I just listened to a version of "Will You Love Me Tomorrow" by Amy Winehouse, may her memory be for a blessing. Every note, every better-than-perfect pause and inflection, drove home the same thought. Maybe once in a generation is a singer so blessed, and so benighted, that she can communicate raw and refined emotion like that, howl and soar and glide like that, and at the same time - and as a result, or as a cause - incinerate herself before our very eyes.
In the case of g'dolot ha'dor, the peerless of their generation, it often happens that we barely get to know them for what they are, when they are lost to us forever. So we are left to deal with the all-too-little of their legacy, and with all too much of ourselves.
Perhaps because Amy Winehouse was Jewish, or perhaps because for some people, everything is about the Mideast conflict, there were those who lost little time in making the connection.
In a piece on Irish4Palestine, a blogger wrote that Winehouse had quite a lot in common with Israel. While "she had a great voice and didn't kill people constantly, both suffered from the same affliction."
"Amy Winehouse, like so many others, is now dead and gone from over-indulgence, a mentality that says nothing can hurt me, I am powerful, and I am invincible." [Emphasis in the original]."
"Israel over indulges, it suffers terribly from over indulgence, it is a monster that is now utterly and totally out of control. It kills and murders at will, anywhere in the world," the piece continues.
Because Israelis "are never told 'no,' they are like spoilt brats who slap someone and then get away with it, so next time they punch them, and get away with it, but punching is no longer 'fun,' it's time to escalate, next time they shoot someone, just because they can. It's fun to be this powerful, almost like God."
"But, guess what? Israel is not 'God' and ultimately what killed Amy Winehouse will also kill off Israel as well. All we have to do is wait, and just keep on chip, chip, chipping away at the out of control, over excessive, over indulgent, spoilt brat killer bully that we now know as Israel."
Two days before the piece appeared, something of its mirror image appeared in the editorial of the Jerusalem Post. Responding to the Norway massacre, the Post warmed up with a slap aimed both at the Norwegians and nearly 20 years of Mideast peace efforts:
"Oslo is the namesake of one of the most ambitious - and misguided - attempts by Israel, under the mediation of the Norwegians, to reach a peace accord with our Palestinian neighbors."

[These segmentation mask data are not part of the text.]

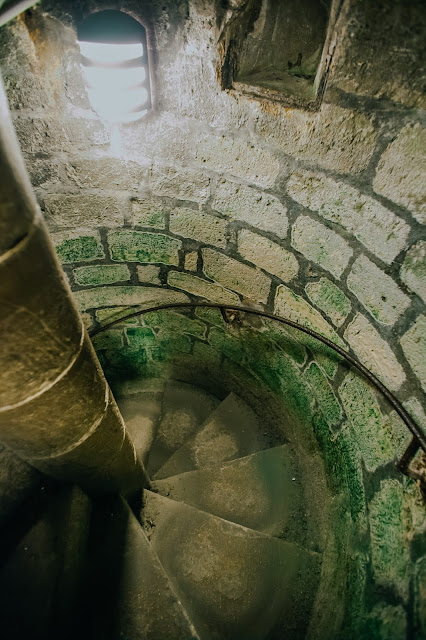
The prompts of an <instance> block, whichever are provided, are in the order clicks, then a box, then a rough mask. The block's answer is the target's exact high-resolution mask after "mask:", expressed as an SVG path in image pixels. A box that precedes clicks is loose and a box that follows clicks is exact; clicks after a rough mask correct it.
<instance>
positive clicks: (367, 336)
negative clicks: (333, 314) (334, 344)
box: [344, 314, 405, 391]
mask: <svg viewBox="0 0 426 640" xmlns="http://www.w3.org/2000/svg"><path fill="white" fill-rule="evenodd" d="M344 337H345V339H346V340H347V341H348V342H349V344H350V346H351V347H352V349H353V350H354V351H355V354H356V355H357V357H358V358H359V360H360V361H361V362H362V364H363V365H364V366H366V367H367V368H368V369H370V371H372V372H373V373H374V374H375V375H376V376H377V377H378V378H379V379H380V380H381V381H382V382H383V384H385V385H387V386H388V387H389V388H390V389H391V390H392V391H398V389H399V388H400V386H401V385H402V383H403V382H404V381H405V373H404V370H403V368H402V367H401V365H400V364H399V362H398V360H397V358H396V356H395V354H394V353H393V351H392V349H391V348H390V346H389V345H388V343H387V342H385V341H384V340H383V338H381V336H380V335H379V333H378V332H377V330H376V329H375V328H374V327H373V326H372V325H371V324H370V323H369V322H368V320H367V319H366V318H365V317H364V316H363V315H361V314H357V315H356V316H355V318H354V319H353V321H352V322H351V324H350V325H349V326H348V328H347V329H346V331H345V336H344Z"/></svg>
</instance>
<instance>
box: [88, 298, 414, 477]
mask: <svg viewBox="0 0 426 640" xmlns="http://www.w3.org/2000/svg"><path fill="white" fill-rule="evenodd" d="M194 308H208V309H219V310H220V311H221V313H222V315H223V316H224V317H225V311H226V310H228V309H229V310H231V311H237V312H238V311H242V312H243V313H252V314H254V315H257V316H260V317H263V318H267V319H269V320H276V321H277V322H279V323H280V324H284V325H287V326H289V327H292V328H293V329H297V330H298V331H302V332H303V333H306V334H307V335H308V336H311V337H313V338H316V339H317V340H319V341H320V342H322V343H323V344H325V345H326V346H327V347H329V348H330V349H332V350H333V351H335V352H336V353H338V354H339V355H340V356H342V357H343V358H344V359H345V360H346V361H347V362H349V363H350V364H351V365H352V366H354V367H355V368H356V369H358V371H360V372H361V373H362V374H363V375H364V376H365V377H366V378H367V379H368V380H369V381H370V382H371V383H372V384H373V386H375V387H376V389H378V390H379V391H380V393H382V395H384V396H385V398H386V400H387V401H388V402H389V404H390V405H391V406H392V407H393V409H395V411H396V412H397V414H398V415H399V417H400V418H401V420H402V421H403V422H404V423H405V425H406V426H407V427H408V429H409V430H410V431H411V433H412V434H413V440H412V442H411V443H410V445H409V446H408V448H407V450H406V452H405V453H404V455H403V456H402V458H401V460H400V462H399V464H398V467H399V469H400V470H401V471H402V472H403V473H404V474H406V475H409V476H410V477H414V478H415V479H419V480H420V481H421V482H425V480H426V478H425V474H424V473H422V472H416V471H413V470H411V469H409V464H410V462H411V460H412V459H413V458H414V456H415V455H416V453H417V451H418V449H419V447H421V448H422V449H423V451H424V452H425V453H426V434H425V433H424V432H423V430H422V429H421V428H420V426H419V425H418V424H417V423H416V422H415V420H413V418H412V417H411V416H410V414H409V413H408V412H407V411H406V409H405V408H404V407H403V405H402V404H401V402H400V401H399V400H398V398H397V397H396V396H395V395H394V394H393V393H392V391H390V390H389V389H388V388H387V387H386V386H385V385H384V384H383V383H382V382H381V381H380V380H379V379H378V378H377V376H376V375H375V374H374V373H372V372H371V371H370V370H369V369H367V367H365V366H364V365H363V364H362V363H361V362H360V361H359V360H358V359H357V358H355V357H354V356H352V355H351V354H350V353H348V352H347V351H346V350H345V349H342V347H339V345H337V344H335V343H334V342H333V341H332V340H330V339H329V338H326V337H324V336H322V335H321V334H319V333H318V332H317V331H314V330H313V329H310V328H308V327H304V326H302V325H300V324H299V323H298V322H294V320H289V319H288V318H283V317H281V316H276V315H274V314H272V313H268V312H266V311H259V310H258V309H251V308H249V307H243V306H236V305H232V304H217V303H213V302H179V303H169V304H161V305H156V306H154V307H147V308H145V309H139V310H138V311H134V312H132V313H129V314H128V315H126V316H123V317H121V318H117V319H116V320H113V321H112V322H108V323H107V324H105V325H103V326H102V327H99V328H97V329H94V330H93V331H92V332H90V337H92V338H93V337H94V336H96V335H98V334H99V333H101V332H102V331H106V330H107V329H109V328H111V327H113V326H114V325H116V324H120V323H122V322H123V321H125V320H128V319H130V318H135V317H137V316H143V315H146V314H148V313H151V312H153V311H164V310H170V309H194ZM413 474H414V475H413Z"/></svg>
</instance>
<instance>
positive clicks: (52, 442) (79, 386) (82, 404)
mask: <svg viewBox="0 0 426 640" xmlns="http://www.w3.org/2000/svg"><path fill="white" fill-rule="evenodd" d="M48 382H49V384H46V385H45V386H44V387H42V388H41V389H40V390H39V392H38V393H36V394H34V395H33V396H32V397H31V398H27V400H26V402H24V403H20V404H15V405H13V406H9V407H7V408H5V407H3V410H2V411H1V412H0V432H1V440H2V442H4V443H5V444H6V445H7V446H9V447H10V448H11V449H13V450H14V451H16V452H17V453H18V455H20V456H21V457H23V458H24V459H28V458H29V457H31V458H34V457H37V458H38V457H47V456H50V455H57V454H59V453H60V452H61V451H64V450H66V449H68V448H69V447H71V448H72V447H73V446H74V443H77V442H78V441H79V440H80V439H81V438H83V437H85V436H86V434H87V432H90V430H91V429H92V427H93V425H94V424H96V422H97V421H98V420H99V419H100V418H101V417H102V415H103V413H104V411H105V409H106V392H107V388H106V382H105V379H104V378H103V375H102V373H101V370H100V369H99V365H98V364H97V361H96V358H95V357H94V351H93V347H92V345H91V343H90V340H89V339H88V338H87V337H86V339H85V342H84V345H83V348H82V350H81V351H80V353H78V354H77V356H76V357H75V358H74V359H73V360H72V361H71V363H68V367H67V368H66V369H65V370H63V371H62V372H61V375H60V376H57V377H56V378H54V379H53V380H49V381H48ZM25 395H26V396H27V395H28V391H27V392H26V394H25Z"/></svg>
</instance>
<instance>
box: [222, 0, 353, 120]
mask: <svg viewBox="0 0 426 640" xmlns="http://www.w3.org/2000/svg"><path fill="white" fill-rule="evenodd" d="M340 4H341V2H340V0H286V1H285V2H283V1H282V0H248V1H247V2H245V3H239V7H238V8H237V9H235V10H234V11H233V12H229V14H228V22H227V25H226V26H225V28H224V30H223V32H222V43H223V66H222V70H221V72H222V73H221V76H222V86H223V88H224V89H235V90H236V91H239V92H242V93H246V94H250V95H253V96H257V97H262V98H268V99H270V100H275V101H279V102H283V103H286V104H288V105H289V106H298V107H304V108H307V109H317V108H318V107H319V105H320V103H321V98H322V94H323V92H324V88H325V82H326V78H327V73H328V68H329V65H330V61H331V52H332V48H334V45H333V46H332V47H331V46H330V45H331V43H332V42H333V40H334V39H333V38H332V31H333V25H334V23H335V20H336V16H337V14H338V13H339V8H340Z"/></svg>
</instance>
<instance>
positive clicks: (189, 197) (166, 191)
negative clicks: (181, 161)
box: [150, 165, 210, 202]
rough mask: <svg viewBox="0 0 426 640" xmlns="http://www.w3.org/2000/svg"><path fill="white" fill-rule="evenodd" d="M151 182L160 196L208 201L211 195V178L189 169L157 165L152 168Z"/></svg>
mask: <svg viewBox="0 0 426 640" xmlns="http://www.w3.org/2000/svg"><path fill="white" fill-rule="evenodd" d="M150 182H151V189H152V191H153V192H154V193H155V194H158V195H160V196H170V197H172V198H178V199H179V200H190V201H191V202H206V200H207V199H208V197H209V195H210V178H209V177H208V176H206V175H205V174H200V172H196V171H189V170H188V169H177V168H174V167H161V166H157V165H156V166H154V167H153V168H152V171H151V177H150Z"/></svg>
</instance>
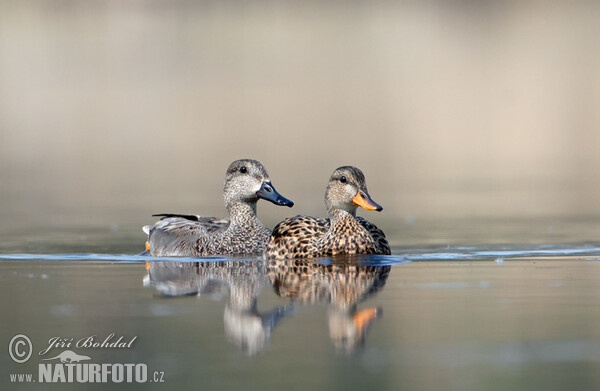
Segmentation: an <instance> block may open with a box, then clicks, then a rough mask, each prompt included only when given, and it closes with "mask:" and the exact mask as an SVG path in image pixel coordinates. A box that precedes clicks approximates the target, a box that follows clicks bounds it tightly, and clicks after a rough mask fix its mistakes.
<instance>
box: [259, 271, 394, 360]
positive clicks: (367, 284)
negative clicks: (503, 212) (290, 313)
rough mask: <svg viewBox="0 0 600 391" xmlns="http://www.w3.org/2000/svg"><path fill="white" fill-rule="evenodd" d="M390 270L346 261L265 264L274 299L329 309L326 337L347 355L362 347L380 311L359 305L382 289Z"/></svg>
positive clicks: (378, 309) (291, 302)
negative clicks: (373, 323) (320, 303)
mask: <svg viewBox="0 0 600 391" xmlns="http://www.w3.org/2000/svg"><path fill="white" fill-rule="evenodd" d="M390 271H391V267H390V266H366V265H356V264H354V263H348V262H345V261H342V262H339V263H338V262H336V263H332V264H327V265H324V264H319V263H315V262H314V261H312V260H308V259H286V260H269V261H267V275H268V276H269V279H270V280H271V283H272V284H273V289H274V290H275V293H277V295H279V296H281V297H284V298H287V299H288V300H290V302H291V303H293V304H309V305H313V304H320V303H324V304H327V305H329V306H328V309H327V319H328V322H327V323H328V328H329V336H330V338H331V341H332V342H333V344H334V346H335V347H336V348H337V349H339V350H341V351H343V352H346V353H350V352H352V351H353V350H354V349H355V348H356V347H357V346H361V345H363V344H364V342H365V340H366V337H367V333H368V329H369V324H370V323H371V322H372V321H373V320H374V319H376V318H377V317H378V316H379V315H380V314H381V309H379V308H373V307H371V308H364V309H362V310H359V309H358V308H357V307H358V304H359V303H360V302H362V301H364V300H367V299H368V298H369V297H371V296H372V295H374V294H375V293H376V292H378V291H379V290H380V289H382V288H383V287H384V286H385V283H386V281H387V279H388V277H389V274H390Z"/></svg>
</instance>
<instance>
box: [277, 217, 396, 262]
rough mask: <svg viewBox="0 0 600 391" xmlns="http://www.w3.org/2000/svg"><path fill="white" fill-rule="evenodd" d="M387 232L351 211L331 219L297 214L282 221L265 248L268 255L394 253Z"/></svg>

But the Post's roundhouse punch was saved for the "failure of multiculturalism," polite society's favored cloak for anti-Muslim bigotry:
"Perhaps Brievik's inexcusable act of vicious terror should serve not only as a warning that there may be more elements on the extreme Right willing to use violence to further their goals, but also as an opportunity to seriously reevaluate policies for immigrant integration in Norway and elsewhere."

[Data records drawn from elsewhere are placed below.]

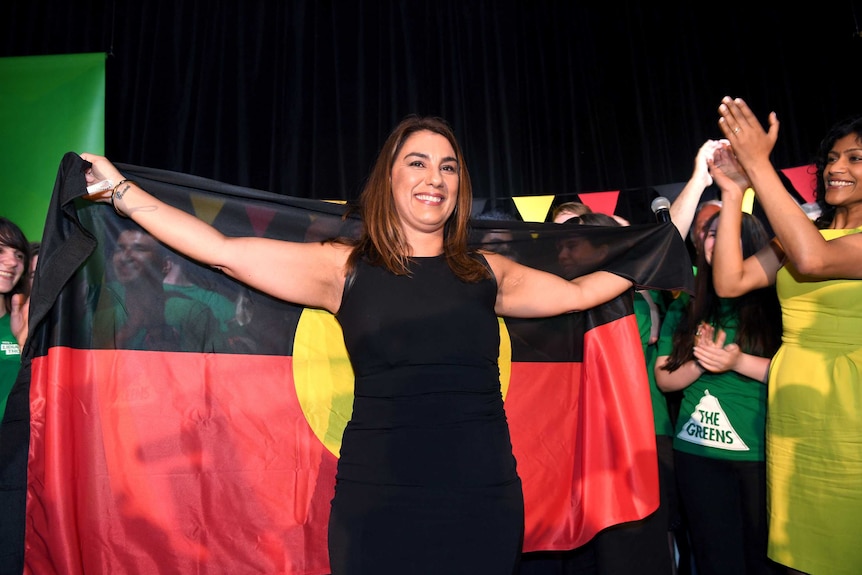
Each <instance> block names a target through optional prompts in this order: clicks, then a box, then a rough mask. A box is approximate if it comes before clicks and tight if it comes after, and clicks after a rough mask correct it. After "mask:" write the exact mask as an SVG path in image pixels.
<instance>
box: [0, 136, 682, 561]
mask: <svg viewBox="0 0 862 575" xmlns="http://www.w3.org/2000/svg"><path fill="white" fill-rule="evenodd" d="M118 167H119V168H120V169H121V171H122V172H123V174H124V175H125V177H127V178H129V179H133V180H136V181H138V182H139V183H140V184H141V185H142V186H143V187H144V188H145V189H147V190H148V191H150V192H151V193H153V194H155V195H156V196H158V197H160V198H161V199H163V200H164V201H166V202H168V203H170V204H173V205H175V206H177V207H179V208H181V209H183V210H186V211H188V212H190V213H193V214H195V215H196V216H198V217H199V218H201V219H203V220H205V221H207V222H209V223H211V224H212V225H214V226H215V227H217V228H219V229H220V230H222V232H224V233H225V234H227V235H232V236H238V235H248V236H266V237H274V238H280V239H286V240H294V241H319V240H322V239H327V238H330V237H333V236H336V235H339V234H352V233H355V232H356V229H357V227H358V226H359V225H360V223H359V222H358V221H356V220H355V219H353V218H352V216H349V215H348V216H345V215H344V214H345V211H346V209H345V206H343V205H339V204H334V203H328V202H323V201H316V200H304V199H297V198H293V197H288V196H284V195H278V194H273V193H269V192H264V191H257V190H251V189H246V188H240V187H236V186H230V185H225V184H221V183H218V182H213V181H211V180H205V179H202V178H197V177H193V176H189V175H184V174H177V173H172V172H165V171H159V170H152V169H147V168H142V167H136V166H128V165H119V166H118ZM84 168H85V163H84V162H83V161H82V160H81V159H80V157H79V156H77V154H73V153H69V154H67V155H66V156H65V157H64V159H63V162H62V164H61V166H60V171H59V174H58V177H57V181H56V184H55V190H54V195H53V198H52V200H51V204H50V208H49V214H48V218H47V222H46V226H45V234H44V237H43V246H42V251H41V257H40V260H39V267H38V269H37V275H36V280H35V285H34V290H33V296H32V299H31V319H30V326H31V337H30V339H29V341H28V342H27V345H26V348H25V350H24V354H23V357H24V359H23V365H22V369H21V372H20V375H19V378H18V381H17V382H16V384H15V387H14V389H13V391H12V394H11V395H10V398H9V402H8V407H7V411H6V413H5V417H4V419H3V425H2V428H0V498H2V500H0V541H2V543H0V570H2V572H8V573H20V572H21V571H22V569H23V570H24V571H25V572H28V573H37V574H39V575H48V574H63V575H72V574H83V573H156V572H177V573H226V574H233V573H284V574H297V575H298V574H304V575H315V574H325V573H328V572H329V565H328V557H327V545H326V529H327V521H328V514H329V504H330V500H331V498H332V496H333V493H334V489H333V488H334V478H335V468H336V462H337V454H338V450H339V446H340V440H341V432H342V430H343V428H344V424H345V422H346V420H347V418H348V417H349V416H350V409H351V406H352V372H351V369H350V364H349V361H348V358H347V353H346V351H345V349H344V344H343V341H342V339H341V334H340V330H339V328H338V324H337V323H336V322H335V320H334V318H333V317H332V316H331V315H330V314H328V313H325V312H321V311H319V310H312V309H305V308H302V307H299V306H295V305H291V304H288V303H284V302H280V301H276V300H273V299H272V298H269V297H267V296H265V295H263V294H260V293H257V292H255V291H253V290H249V289H247V288H246V287H244V286H242V285H240V284H238V283H236V282H234V281H233V280H231V279H229V278H227V277H225V276H224V275H223V274H221V273H219V272H217V271H215V270H211V269H205V268H203V267H201V266H198V265H196V264H195V263H194V262H191V261H188V260H186V259H184V258H182V257H180V256H178V255H177V254H175V253H173V252H171V251H170V250H167V249H166V248H164V247H163V246H160V245H159V244H157V243H155V242H154V241H152V238H150V237H149V236H147V235H146V234H145V233H143V232H142V230H140V229H139V228H137V227H136V226H135V225H134V224H133V223H132V222H131V221H130V220H125V219H122V218H120V217H118V216H117V215H116V214H115V213H114V212H113V211H112V210H111V209H110V208H109V207H106V206H105V205H103V204H93V203H91V202H88V201H85V200H81V199H80V197H81V196H82V195H84V193H85V186H86V184H85V181H84V176H83V169H84ZM488 232H494V233H492V234H488ZM473 241H474V243H475V244H477V245H479V244H481V245H482V246H483V247H485V248H487V249H491V250H499V251H507V253H509V255H510V256H511V257H514V258H516V259H519V260H521V261H522V262H523V263H526V264H529V265H533V266H535V267H540V268H543V269H547V270H550V271H555V272H556V273H560V274H561V275H577V274H581V273H585V272H587V271H590V270H593V269H600V268H601V269H608V270H611V271H615V272H617V273H619V274H621V275H624V276H627V277H629V278H631V279H633V280H635V282H636V284H637V285H639V286H644V287H650V288H657V289H666V290H676V289H683V290H689V291H690V289H691V286H692V278H691V264H690V261H689V260H688V255H687V252H686V248H685V244H684V243H683V241H682V239H681V238H680V237H679V235H678V234H677V232H676V230H675V228H673V227H672V226H671V225H670V224H663V225H648V226H632V227H629V228H588V227H584V226H575V225H558V224H527V223H523V222H487V221H476V222H474V230H473ZM563 249H565V250H566V251H567V253H568V254H569V255H570V256H571V254H576V255H577V257H574V258H571V257H570V258H569V261H568V263H567V264H566V265H562V264H561V261H562V259H561V257H560V254H561V253H562V251H561V250H563ZM170 282H173V283H170ZM500 329H501V348H500V372H501V383H502V386H503V393H504V397H505V407H506V412H507V416H508V418H509V422H510V426H511V433H512V442H513V446H514V450H515V456H516V458H517V460H518V470H519V473H520V475H521V477H522V479H523V483H524V491H525V504H526V537H525V543H524V550H525V551H536V550H563V549H571V548H574V547H577V546H580V545H582V544H584V543H585V542H587V541H589V539H590V538H592V537H593V536H594V535H595V534H596V533H597V532H598V531H599V530H601V529H603V528H605V527H607V526H610V525H613V524H616V523H619V522H623V521H629V520H635V519H639V518H642V517H644V516H646V515H648V514H649V513H651V512H652V511H653V510H654V509H655V508H656V507H657V505H658V479H657V464H656V456H655V441H654V429H653V423H652V413H651V404H650V395H649V388H648V383H647V378H646V372H645V367H644V359H643V353H642V351H641V345H640V340H639V338H638V331H637V326H636V322H635V319H634V316H633V315H632V302H631V297H630V296H628V295H626V296H622V297H620V298H618V299H616V300H614V301H612V302H610V303H608V304H606V305H603V306H600V307H599V308H596V309H594V310H590V311H589V312H585V313H580V314H570V315H567V316H564V317H557V318H550V319H545V320H518V321H514V320H511V319H507V318H501V319H500Z"/></svg>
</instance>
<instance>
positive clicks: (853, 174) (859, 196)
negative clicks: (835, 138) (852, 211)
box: [823, 133, 862, 207]
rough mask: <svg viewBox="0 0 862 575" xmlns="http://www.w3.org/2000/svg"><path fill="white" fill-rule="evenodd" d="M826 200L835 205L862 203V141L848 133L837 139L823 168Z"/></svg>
mask: <svg viewBox="0 0 862 575" xmlns="http://www.w3.org/2000/svg"><path fill="white" fill-rule="evenodd" d="M823 183H824V185H825V187H826V201H827V202H828V203H829V204H831V205H833V206H841V207H849V206H850V205H853V204H858V205H862V142H860V135H858V134H855V133H854V134H848V135H846V136H844V137H843V138H840V139H838V140H836V141H835V144H834V145H833V146H832V150H830V152H829V154H828V156H827V158H826V167H825V169H824V170H823Z"/></svg>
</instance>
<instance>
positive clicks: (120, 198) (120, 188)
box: [111, 180, 137, 218]
mask: <svg viewBox="0 0 862 575" xmlns="http://www.w3.org/2000/svg"><path fill="white" fill-rule="evenodd" d="M132 185H137V184H136V183H135V182H134V181H132V180H120V183H119V184H117V185H116V186H114V189H113V191H112V192H111V207H113V208H114V211H115V212H117V215H119V216H120V217H122V218H128V217H129V215H128V214H127V213H126V212H124V211H123V210H121V209H120V207H119V206H118V205H117V203H118V202H123V198H124V197H125V195H126V192H128V191H129V189H130V188H131V187H132ZM123 203H124V202H123Z"/></svg>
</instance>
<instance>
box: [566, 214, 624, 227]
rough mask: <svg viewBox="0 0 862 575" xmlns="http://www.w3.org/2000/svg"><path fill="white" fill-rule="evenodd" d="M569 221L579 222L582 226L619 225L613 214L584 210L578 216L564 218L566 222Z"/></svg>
mask: <svg viewBox="0 0 862 575" xmlns="http://www.w3.org/2000/svg"><path fill="white" fill-rule="evenodd" d="M570 221H571V222H576V223H578V224H581V225H582V226H613V227H617V228H618V227H621V226H620V223H619V222H618V221H616V220H615V219H614V218H613V216H609V215H607V214H603V213H601V212H586V213H583V214H581V215H580V216H575V217H573V218H569V219H568V220H566V223H568V222H570Z"/></svg>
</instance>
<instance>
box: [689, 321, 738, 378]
mask: <svg viewBox="0 0 862 575" xmlns="http://www.w3.org/2000/svg"><path fill="white" fill-rule="evenodd" d="M697 331H698V333H699V335H698V336H696V337H695V346H694V350H693V353H694V357H695V359H697V361H698V363H699V364H700V365H701V367H703V369H705V370H707V371H709V372H712V373H724V372H726V371H733V369H734V368H735V367H736V363H737V362H738V361H739V356H740V355H741V354H742V350H740V349H739V346H738V345H736V344H735V343H731V344H728V345H724V342H725V341H726V340H727V334H726V333H725V332H724V330H723V329H719V330H718V332H716V330H715V328H714V327H712V326H711V325H707V324H701V325H700V327H698V330H697Z"/></svg>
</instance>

As my colleague Noam Sheizaf wrote on +972, in suggesting that the Oslo attack be used to re-evaluate immigration policy, "Brievik couldn't have said it any better."
The Post seems, retroactively, to have seen his point. After the editorial appeared in the Sunday paper, the following paragraph was added to the online edition [Again, emphasis in the original]:
"The editor-in-chief adds: As a newspaper, The Jerusalem Post strongly denounces all acts of violence against innocent civilians. This editorial is not aimed at deflecting attention from the horrific massacre perpetuated in Norway, nor the need to take greater precautions against extremists from all sides."
There's a certain cowardice to both of these pieces, and not only because their authors are hiding behind a shield of anonymity. Both are using the dead to sell hatred to the living. The dead deserve better. So do the living.